Ramon glanced at Kenna with one eyebrow quirked up.
“What?” she asked.
He shrugged one shoulder. “Maybe he wasn’t experimenting on those kids. Maybe he was infecting them, and the ones that lived, he was going to release them back into the world so they could spread the disease.”
“Those who didn’t catch it would go in for an immunization,” Kenna said, terrified of the picture that painted in her mind. “They would get it as a result, and soon enough, the entire world would’ve been exposed to it.”
Special Agent Herron nodded. “There was a manifesto included on the hard drive. We didn’t find it right away because it was buried. His master plan was for one person to take over leadership of the whole world.”
“Sounds like a warped view of the book of Revelation.” Kenna shook her head. “Like trying to usher in the end times.”
Ramon asked, “How does that go again?”
Kenna glanced at him. “I’m not going to tell you. Why don’t you go read it for yourself?”
That was the only way he was going to be changed—if he sought the truth on his own and realized what he’d found. No matter how much she explained, she couldn’t argue him to faith. He had to decide on his own what he believed.
“Maybe I will.” Ramon nodded. “For the case.”
She nearly smiled but didn’t. “Special Agent Herron, I need to leave.”
“Sit back down, Ms. Banbury.”
“It’s Mrs. Jaxton. As in Special Agent in Charge Jaxton, my husband. Your boss.”
Herron glanced around. “Is he here? I don’t see him.”
Ramon asked, “What’s going on?”
“Given your company’s actions, word came down from the highest ranks of the Department of Justice that you’re to remain here to explain why footage of this operation leaked onto the internet along with the information contained on the network that the FBI has only just gained access to.”
Kenna’s stomach clenched.
Herron continued, “Your staff took matters into their own hands. These persons must surrender themselves to the FBI for questioning while we determine if charges are going to be filed.”
Ramon started to argue.
“Subverting justice for your own ends isn’t legal, Mr. Santiago.”
“It’s just Ramon.”
Herron said, “I highly doubt you are just anything. Any of you. Or the young woman in your employ. Isn’t that right, Mrs. Jaxton?”
Maizie.
Kenna lifted her chin. “Any questions you have as to the actions of my employees can be directed to me. I’ll be making any statements you require.”
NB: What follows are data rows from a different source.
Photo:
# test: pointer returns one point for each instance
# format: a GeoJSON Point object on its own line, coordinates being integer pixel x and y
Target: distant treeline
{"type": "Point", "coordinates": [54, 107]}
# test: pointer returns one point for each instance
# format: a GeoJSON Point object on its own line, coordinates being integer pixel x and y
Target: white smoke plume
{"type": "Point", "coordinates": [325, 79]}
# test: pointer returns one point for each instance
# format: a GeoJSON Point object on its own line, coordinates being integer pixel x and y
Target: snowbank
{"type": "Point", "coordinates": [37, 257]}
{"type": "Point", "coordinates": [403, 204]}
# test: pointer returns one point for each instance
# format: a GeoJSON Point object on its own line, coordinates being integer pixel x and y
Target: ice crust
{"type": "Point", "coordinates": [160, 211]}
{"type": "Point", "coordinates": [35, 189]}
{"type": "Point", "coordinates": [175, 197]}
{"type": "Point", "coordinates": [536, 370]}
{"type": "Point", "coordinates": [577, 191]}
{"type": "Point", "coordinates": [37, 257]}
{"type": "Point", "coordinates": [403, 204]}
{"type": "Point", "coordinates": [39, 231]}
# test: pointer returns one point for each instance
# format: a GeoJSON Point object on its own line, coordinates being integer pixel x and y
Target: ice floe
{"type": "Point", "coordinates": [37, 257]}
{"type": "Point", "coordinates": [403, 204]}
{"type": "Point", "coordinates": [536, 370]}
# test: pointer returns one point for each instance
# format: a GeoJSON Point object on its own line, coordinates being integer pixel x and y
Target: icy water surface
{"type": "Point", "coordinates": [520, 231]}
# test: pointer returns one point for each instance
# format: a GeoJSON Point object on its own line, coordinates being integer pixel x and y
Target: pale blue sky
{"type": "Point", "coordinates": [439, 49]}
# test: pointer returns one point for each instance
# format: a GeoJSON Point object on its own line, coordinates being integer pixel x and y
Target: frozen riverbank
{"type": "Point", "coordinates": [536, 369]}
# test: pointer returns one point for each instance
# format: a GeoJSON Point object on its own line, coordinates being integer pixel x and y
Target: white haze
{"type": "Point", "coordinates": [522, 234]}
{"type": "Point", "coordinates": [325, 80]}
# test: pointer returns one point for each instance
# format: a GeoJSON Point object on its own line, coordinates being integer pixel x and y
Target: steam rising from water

“And if I require that your employees be interviewed by the US Attorney’s office, what happens then? You cut and run, and your company goes underground? That is how you work, isn’t it?”
Well, yeah .
“Our enemies employ the same tactics.” Kenna shrugged. “How else do you expect that we can survive to bring justice when people like Buzard believe they are above the law, that they can kill millions and change things on a global scale?”
“So you consider yourself above the law?” Special Agent Herron asked.
“That’s not what I said.”
“Your little speech to Buzard is going viral. Many are calling for a psychological evaluation, and perhaps they are right. Maybe you have cracked.”
She’d thought for a second that Herron was talking about Buzard needing an evaluation, but he was dead.
“Kenna isn’t crazy,” Ramon said. “She’s the sanest person I know.”
“Your credibility hangs on the edge of a precipice, Mr. Santiago. Given your history with the bureau?—”
“He was exonerated. The actions of one dirty FBI agent—who was connected to a family whose whole goal was to affect national culture, politics, and policy—don’t count against a man who was doing his job.
Who stuck to his oath as an FBI agent until he had no choice but to be what everyone believed he was. ”
Herron said, “Sounds like a self-fulfilling prophecy.”
“Like me believing in conspiracies means I find a conspiracy everywhere I turn?”
“You tell me.” Herron shrugged.
This wasn’t the time to lean forward and bang her head on the table, but it was tempting. “I didn’t make up what happened here.”
“You’re right. This is undeniable.” Herron leaned back in her seat. “Now tell me, where is SAC Jaxton?”